Genau darum kämpfe ich ja für die Befreiung von Mubarak Bala. Freiheit für Mubarak Bala bedeutet auch Freiheit für mich. Ich tue zurzeit alles, um für die bedingungslose Freilassung von Bala zu sorgen, weil ich weiß, einige von uns wären die Nächsten, wenn es den Extremisten gelingt, mit Bala das zu machen, was sie angedroht haben. Ihr Ziel ist es nicht nur, Mubarak Bala zum Schweigen zu bringen, sondern einen Schlag gegen die atheistische Bewegung zu führen. Ich weiß, dass ich jederzeit verhaftet werden könnte. Aber wenn meine Verhaftung dazu führt, dass alle Atheisten in Nigeria sich frei bewegen können und würdevoll behandelt werden, dann sollen sie kommen und mich verhaften. Ich würde diesen Preis gern zahlen. Ich würde dieses Opfer bringen. Die Unterdrückung und Verfolgung von Atheisten hält schon zu lange an.

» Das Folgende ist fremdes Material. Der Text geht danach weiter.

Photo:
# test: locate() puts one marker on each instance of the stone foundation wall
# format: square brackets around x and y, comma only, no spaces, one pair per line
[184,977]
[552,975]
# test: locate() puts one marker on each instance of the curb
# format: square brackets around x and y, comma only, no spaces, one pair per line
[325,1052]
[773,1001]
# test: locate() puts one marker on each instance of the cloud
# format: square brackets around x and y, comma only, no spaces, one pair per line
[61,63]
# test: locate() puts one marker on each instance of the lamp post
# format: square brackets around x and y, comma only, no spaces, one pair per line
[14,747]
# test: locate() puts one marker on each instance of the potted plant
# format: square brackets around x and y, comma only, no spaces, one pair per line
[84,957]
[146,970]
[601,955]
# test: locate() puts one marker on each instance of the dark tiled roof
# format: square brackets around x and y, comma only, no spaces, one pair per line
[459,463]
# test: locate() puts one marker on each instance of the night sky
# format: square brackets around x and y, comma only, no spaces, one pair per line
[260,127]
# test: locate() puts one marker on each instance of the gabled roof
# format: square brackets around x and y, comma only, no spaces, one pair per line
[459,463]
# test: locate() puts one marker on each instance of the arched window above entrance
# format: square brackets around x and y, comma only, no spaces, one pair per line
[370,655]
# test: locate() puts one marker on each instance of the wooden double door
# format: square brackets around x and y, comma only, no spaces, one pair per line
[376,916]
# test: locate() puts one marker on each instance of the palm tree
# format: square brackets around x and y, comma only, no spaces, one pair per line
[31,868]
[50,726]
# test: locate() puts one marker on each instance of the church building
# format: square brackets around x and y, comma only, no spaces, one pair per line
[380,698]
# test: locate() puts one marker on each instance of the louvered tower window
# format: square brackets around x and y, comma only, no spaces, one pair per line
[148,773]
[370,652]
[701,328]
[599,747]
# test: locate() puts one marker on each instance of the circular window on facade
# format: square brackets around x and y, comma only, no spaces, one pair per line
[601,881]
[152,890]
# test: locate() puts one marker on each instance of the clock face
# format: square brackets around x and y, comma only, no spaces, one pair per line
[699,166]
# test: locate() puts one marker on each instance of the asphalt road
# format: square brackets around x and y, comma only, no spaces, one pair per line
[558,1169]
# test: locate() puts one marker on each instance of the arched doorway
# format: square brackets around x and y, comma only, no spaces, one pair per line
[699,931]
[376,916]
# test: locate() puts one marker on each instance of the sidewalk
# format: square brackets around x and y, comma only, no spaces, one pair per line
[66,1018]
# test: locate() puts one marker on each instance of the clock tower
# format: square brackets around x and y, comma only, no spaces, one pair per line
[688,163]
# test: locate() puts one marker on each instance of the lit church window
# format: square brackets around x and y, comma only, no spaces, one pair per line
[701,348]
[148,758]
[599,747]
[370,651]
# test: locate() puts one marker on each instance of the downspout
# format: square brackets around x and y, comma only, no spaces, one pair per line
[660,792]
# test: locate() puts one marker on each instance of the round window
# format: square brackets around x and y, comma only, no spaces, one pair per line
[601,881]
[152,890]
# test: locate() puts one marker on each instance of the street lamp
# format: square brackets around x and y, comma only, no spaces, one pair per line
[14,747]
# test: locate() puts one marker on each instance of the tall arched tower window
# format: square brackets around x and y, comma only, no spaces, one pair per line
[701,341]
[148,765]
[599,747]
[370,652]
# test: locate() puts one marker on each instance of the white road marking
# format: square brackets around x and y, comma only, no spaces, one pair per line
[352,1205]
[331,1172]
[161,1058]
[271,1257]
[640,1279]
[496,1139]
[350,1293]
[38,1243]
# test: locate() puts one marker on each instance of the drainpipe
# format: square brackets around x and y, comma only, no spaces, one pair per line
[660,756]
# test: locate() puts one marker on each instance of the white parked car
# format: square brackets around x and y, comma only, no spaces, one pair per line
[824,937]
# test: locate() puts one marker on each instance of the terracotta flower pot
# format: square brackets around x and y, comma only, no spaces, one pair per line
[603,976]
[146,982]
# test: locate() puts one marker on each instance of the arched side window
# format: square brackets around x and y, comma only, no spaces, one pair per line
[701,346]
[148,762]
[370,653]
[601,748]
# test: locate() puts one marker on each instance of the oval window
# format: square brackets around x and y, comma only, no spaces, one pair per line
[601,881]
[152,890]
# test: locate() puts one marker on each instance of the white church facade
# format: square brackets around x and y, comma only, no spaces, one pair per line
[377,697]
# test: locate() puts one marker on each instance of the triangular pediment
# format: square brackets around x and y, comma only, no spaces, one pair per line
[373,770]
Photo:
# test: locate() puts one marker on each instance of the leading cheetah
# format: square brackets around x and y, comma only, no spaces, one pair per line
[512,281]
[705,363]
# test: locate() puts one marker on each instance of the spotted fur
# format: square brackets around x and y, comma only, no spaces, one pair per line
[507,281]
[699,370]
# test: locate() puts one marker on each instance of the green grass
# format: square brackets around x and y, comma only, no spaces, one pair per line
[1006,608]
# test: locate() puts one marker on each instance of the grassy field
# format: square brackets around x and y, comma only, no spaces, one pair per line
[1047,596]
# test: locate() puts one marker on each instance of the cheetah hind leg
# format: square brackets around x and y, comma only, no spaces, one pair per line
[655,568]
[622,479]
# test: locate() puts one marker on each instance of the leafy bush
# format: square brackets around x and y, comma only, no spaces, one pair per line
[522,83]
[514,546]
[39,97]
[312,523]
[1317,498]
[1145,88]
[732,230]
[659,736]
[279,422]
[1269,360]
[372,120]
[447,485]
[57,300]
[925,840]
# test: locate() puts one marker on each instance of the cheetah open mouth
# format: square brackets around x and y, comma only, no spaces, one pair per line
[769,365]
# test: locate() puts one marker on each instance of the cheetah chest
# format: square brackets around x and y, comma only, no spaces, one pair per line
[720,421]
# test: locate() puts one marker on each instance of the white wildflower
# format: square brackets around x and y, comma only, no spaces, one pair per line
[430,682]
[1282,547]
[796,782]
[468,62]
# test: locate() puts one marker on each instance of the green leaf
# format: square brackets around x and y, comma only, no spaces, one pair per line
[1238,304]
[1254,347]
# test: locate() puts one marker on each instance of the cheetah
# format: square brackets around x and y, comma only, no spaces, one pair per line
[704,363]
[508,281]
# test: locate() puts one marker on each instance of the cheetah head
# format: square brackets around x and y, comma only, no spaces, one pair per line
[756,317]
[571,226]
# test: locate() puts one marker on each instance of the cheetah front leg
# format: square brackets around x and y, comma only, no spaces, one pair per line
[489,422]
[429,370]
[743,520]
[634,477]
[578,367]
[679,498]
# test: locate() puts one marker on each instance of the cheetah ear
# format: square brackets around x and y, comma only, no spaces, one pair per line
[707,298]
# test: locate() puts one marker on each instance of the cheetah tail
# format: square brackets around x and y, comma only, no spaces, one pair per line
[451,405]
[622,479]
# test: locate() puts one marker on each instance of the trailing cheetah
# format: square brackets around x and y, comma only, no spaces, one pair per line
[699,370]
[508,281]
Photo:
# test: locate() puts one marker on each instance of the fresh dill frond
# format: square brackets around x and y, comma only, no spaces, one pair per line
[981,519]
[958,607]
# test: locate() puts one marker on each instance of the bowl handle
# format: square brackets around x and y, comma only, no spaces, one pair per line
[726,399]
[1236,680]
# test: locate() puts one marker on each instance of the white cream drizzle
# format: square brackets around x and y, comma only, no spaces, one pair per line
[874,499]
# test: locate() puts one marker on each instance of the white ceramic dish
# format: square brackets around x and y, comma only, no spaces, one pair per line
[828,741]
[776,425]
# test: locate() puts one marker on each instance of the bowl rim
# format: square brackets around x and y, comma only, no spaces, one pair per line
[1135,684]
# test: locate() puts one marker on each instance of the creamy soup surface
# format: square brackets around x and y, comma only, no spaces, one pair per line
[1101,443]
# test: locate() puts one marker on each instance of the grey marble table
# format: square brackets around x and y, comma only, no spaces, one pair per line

Ich hoffe, Mubarak Balas Fall wird zu einem Wendepunkt, was die Situation der Atheisten betrifft.

Gibt es irgendetwas, das andere Ländern tun können, um dabei zu helfen, Bala und die Atheisten in Nigeria zu schützen?

Andere Länder sollten den Staat Nigeria deutlich darauf hinweisen, dass seine Beihilfe bei der Verfolgung von Atheisten, der nicht-religiösen Minderheit, Konsequenzen hat. Dass dafür ein Preis zu zahlen ist. Die Länder sollten Nigeria mitteilen, dass es internationale Gelder und Ansehen verliert, wenn es weiterhin die staatliche Verfolgung von Atheisten und Freidenkern erlaubt. Dass Nigeria die Pflicht hat, die Atheisten und Freidenker unter ihren Bürgern zu beschützen. Und dass es für Nigeria von Vorteil wäre, wenn das Land endlich beginnen würde, die Rechte von Atheisten als Menschenrechte anzuerkennen.

Das Interview wurde auf Englisch geführt. Interview und Übersetzung: Daniela Wakonigg.